Le dernier Empereur, Bao Daï

 


Livre introuvable aujourd'hui, La Dragon d'Annam a été publié en 1989. C'est un éclairage intéressant sur la vie et surtout la personnalité de Bao Dai. Son enfance dans la solitude du Palais, ses études en France où il découvre notamment le sport, la mort de son père (l'Empereur Khai Dinh), le poids des responsabilités alors qu'il n'est pas encore adulte.

On y découvre surtout son regard critique sur les français, qui l'empêchent de gouverner comme il le souhaiterait. Il ne désire qu'une chose, finalement, c'est le départ de la France et l'indépendance de son pays. Les japonais lui en donneront l'occasion, qu'il n'hésitera pas à saisir. 

C'est enfin l'histoire rocambolesque de l'abdication, en réponse au "Comité Populaire de Hanoi". Il ne sait pas qui ils sont, mais il va quand même leur apporter sur un plateau son soutien ! Il faut lire ces pages étonnantes...

 

Quelques dates :

- né le 22 octobre 1913, décédé le 31 juillet 1997,

- intronisé le 8 janvier 1926, à l'age de 12 ans,

- Retour dans son pays en Septembre 1932,

- épouse en 1934 Nam Phuong,

- 11 mars 1945, donne lecture d'un acte d'indépendance du Tonkin et de l'Annam ; Le 14 avril, il annonce l'annexion de la Cochinchine. C'est la réunification du Vietnam.

Extraits

Éducation

"Tous les jours mon précepteur, un mandarin lettré venait m'enseigner, à travers les entretiens de Confucius, les devoirs et charges du Prince. Pendant 4 ans, j'ai ainsi vécu seul, prenant mes repas seul, au rythme d'un programme immuable ou chaque journée était identique à la précédente.

Une à deux fois par mois, j'étais autorisé à assister à repas que prenait mon père [l'empereur Khai Dinh]. Plus rarement, alors qu'il se rendait à la Résidence Supérieure, il m'emmenait avec lui. J'avais le loisir de m'amuser avec les enfants du Résident Pasquier, qui parlaient couramment  la langue vietnamienne.

Pendant cette période, je n'ai jamais eu de jouet."


Le Prince Héritier sur le trône

 

"D'ailleurs, contempler la nature, ainsi que je le faisais tous les jours, c'est jouer avec l'univers tout entier.
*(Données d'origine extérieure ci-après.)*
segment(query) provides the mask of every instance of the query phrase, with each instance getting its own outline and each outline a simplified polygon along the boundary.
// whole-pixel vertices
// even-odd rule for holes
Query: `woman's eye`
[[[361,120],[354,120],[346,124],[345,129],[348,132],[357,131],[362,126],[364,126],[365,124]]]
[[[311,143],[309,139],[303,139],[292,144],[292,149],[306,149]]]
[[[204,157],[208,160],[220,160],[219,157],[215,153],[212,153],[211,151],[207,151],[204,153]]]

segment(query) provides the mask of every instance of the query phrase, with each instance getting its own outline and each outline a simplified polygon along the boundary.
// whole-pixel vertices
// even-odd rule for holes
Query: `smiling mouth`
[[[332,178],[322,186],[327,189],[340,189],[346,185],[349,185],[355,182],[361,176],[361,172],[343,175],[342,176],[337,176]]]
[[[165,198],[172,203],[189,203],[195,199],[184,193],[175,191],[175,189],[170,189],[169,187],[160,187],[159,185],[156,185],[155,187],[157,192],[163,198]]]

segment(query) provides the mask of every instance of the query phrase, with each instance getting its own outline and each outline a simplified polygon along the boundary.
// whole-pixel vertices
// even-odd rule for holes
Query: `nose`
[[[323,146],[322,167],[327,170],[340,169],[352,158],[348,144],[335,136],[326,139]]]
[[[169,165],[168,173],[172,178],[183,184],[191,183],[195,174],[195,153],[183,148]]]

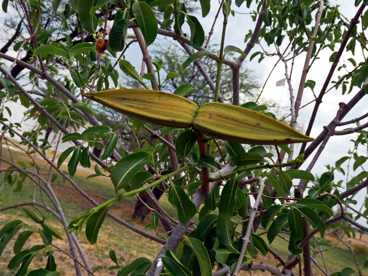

Comme mes études, mes jeux étaient graves, emprunts de respects pour l'ordre établi.

Parfois, à l'occasion d'anniversaires, je pouvais me rendre au palais des reines, situé de l'autre coté que celui de l'empereur, et bordé" d'un mur aveugle. Chaque épouse royale y disposait d'un appartement royal. L'impératrice douairière y occupait la 1ere place. Dans ces occasions, j'allais la saluer suivant un cérémonial très strict, ne lui parlant qu'a genoux, alors qu'elle se tenait quasiment invisible derrière un rideau de fin bambous. Le palais des femmes comptait encore quelques eunuques, et de nombreuses servantes, chaque épouse royale disposant d'un nombre de domestique proportionnel au rang qui lui était attribué. Ces servantes me préparaient de somptueuses collations qui faisaient diversions dans la nourriture assez spartiate que l'on me servait tous les jours. [..] 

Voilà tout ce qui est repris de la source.